Member of the Legislative Assembly of Alberta
- In office 1971–1975
- Preceded by: New district
- Succeeded by: Archibald Johnston
- Constituency: Lethbridge-East

Personal details
- Born: John Victor Prunkle August 14, 1918 Medicine Hat, Alberta
- Died: December 31, 1982 (aged 64)
- Party: Social Credit
- Occupation: politician

= John Victor Anderson =

Canadian politician

John Victor Anderson (August 8, 1918 – December 31, 1982) was a provincial level politician from Alberta, Canada. He served as a member of the Legislative Assembly of Alberta from 1971 to 1975 sitting with the Social Credit caucus in the official opposition.

==Political career==
Anderson ran for a seat to the Alberta Legislature in the 1971 Alberta general election.
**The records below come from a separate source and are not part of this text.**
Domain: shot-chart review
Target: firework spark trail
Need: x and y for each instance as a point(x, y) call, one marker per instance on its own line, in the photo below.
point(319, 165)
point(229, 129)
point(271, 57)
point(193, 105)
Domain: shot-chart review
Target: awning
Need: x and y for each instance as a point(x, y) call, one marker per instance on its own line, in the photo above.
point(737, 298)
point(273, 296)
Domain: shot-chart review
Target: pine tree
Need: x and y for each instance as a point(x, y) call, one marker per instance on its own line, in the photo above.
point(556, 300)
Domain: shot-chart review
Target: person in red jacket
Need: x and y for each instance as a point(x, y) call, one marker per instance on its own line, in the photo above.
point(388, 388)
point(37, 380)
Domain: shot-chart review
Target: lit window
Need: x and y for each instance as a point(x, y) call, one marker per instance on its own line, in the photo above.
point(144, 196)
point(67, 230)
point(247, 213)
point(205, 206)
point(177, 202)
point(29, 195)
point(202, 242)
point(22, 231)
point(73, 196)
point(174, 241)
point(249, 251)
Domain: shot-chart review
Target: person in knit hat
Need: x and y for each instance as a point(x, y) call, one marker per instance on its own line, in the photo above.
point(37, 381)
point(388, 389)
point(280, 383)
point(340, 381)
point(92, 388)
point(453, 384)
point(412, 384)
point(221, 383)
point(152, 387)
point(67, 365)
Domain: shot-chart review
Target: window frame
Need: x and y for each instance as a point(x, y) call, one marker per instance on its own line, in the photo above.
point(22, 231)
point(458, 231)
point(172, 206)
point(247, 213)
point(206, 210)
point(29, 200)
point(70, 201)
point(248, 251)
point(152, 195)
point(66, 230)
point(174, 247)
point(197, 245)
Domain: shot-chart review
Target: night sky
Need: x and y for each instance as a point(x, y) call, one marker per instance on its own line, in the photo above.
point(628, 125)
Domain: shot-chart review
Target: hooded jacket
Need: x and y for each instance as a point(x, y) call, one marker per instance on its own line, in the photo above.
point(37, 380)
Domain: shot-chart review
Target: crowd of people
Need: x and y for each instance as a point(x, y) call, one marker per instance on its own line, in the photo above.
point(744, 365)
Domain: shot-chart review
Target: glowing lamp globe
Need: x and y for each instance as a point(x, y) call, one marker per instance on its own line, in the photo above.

He ran in the new electoral district of Lethbridge-East as a candidate for the Social Credit party and faced two other candidates. Anderson won the race by a comfortable margin to pick up the district for Social Credit who was defeated from government in that election. Anderson faced a strong challenge by Progressive Conservative candidate Richard Barton but still beat him by almost a thousand votes.

Anderson ran for a second term in the 1975 Alberta general election. He faced three other candidates and finished second after his popular vote collapsed. He was defeated in a landslide by Archibald Johnston, losing his seat by over 5000 votes.